This topic describes the monitoring and alerting process in Realtime Compute for Apache Flink and how to create alert rules in Realtime Compute for Apache Flink.
Introduction to CloudMonitor
CloudMonitor helps you collect the monitoring metrics of cloud resources or other custom monitoring metrics, check service availability, and configure alerts based on these monitoring metrics. CloudMonitor helps you view the cloud resource usage, business information, and service health status. In addition, you can receive alerts and respond to these alerts at the earliest opportunity to keep your applications running properly.
Create alert rules
For more information about how to create an alert rule, see Configure alert rules.Monitoring items of Realtime Compute for Apache Flink
Monitoring item | Unit | Metric | Dimensions | Statistics |
---|---|---|---|---|
Service delay | s | inputDelay | userId, regionId, projectName, and jobName | Average |
Read records per second (RPS) | RPS | ParserTpsRate | userId, regionId, projectName, and jobName | Average |
Write RPS | RPS | SinkOutTpsRate | userId, regionId, projectName, and jobName | Average |
Failover rate
Note The failover rate is the average number of failovers per second in the last minute.

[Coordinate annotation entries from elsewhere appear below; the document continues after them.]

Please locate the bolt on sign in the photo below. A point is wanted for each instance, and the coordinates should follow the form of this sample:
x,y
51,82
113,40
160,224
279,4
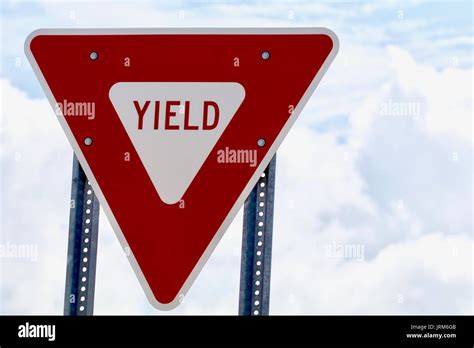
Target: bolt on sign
x,y
173,128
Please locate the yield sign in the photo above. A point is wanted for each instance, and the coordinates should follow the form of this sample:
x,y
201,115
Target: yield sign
x,y
173,127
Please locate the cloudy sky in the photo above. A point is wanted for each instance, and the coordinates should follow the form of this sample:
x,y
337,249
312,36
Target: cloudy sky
x,y
379,161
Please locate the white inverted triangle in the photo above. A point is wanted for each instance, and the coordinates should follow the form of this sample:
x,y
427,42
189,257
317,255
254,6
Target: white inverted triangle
x,y
172,158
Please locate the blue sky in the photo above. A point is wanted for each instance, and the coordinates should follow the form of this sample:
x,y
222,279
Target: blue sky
x,y
349,173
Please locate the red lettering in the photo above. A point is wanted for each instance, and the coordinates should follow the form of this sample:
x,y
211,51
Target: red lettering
x,y
170,114
157,114
141,112
205,124
186,118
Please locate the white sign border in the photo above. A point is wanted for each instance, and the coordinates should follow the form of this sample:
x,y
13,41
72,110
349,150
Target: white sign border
x,y
248,188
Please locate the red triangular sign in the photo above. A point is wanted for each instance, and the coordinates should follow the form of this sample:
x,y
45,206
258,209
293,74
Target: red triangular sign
x,y
173,127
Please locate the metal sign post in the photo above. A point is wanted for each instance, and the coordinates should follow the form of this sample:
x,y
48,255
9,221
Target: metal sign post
x,y
82,245
257,246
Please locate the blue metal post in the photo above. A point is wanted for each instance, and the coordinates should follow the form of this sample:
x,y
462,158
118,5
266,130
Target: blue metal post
x,y
257,246
82,245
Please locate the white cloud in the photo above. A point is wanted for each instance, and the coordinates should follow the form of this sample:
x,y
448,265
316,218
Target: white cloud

For example, if one failover occurred in the last minute, the failover rate is 0.01667
(1/60 = 0.01667).
|
% | TaskFailoverRate | userId, regionId, projectName, and jobName | Average |
Processing delay | s | FetchedDelay | userId, regionId, projectName, and jobName | Average |
View monitoring metrics
- Log on to the Realtime Compute development platform.
- In the top navigation bar, click Administration.
- On the Administration page, click the name of the job for which you want to view monitoring metrics.
- In the upper-right corner of the page, choose .
- On the page that appears, view the monitoring metrics of the job.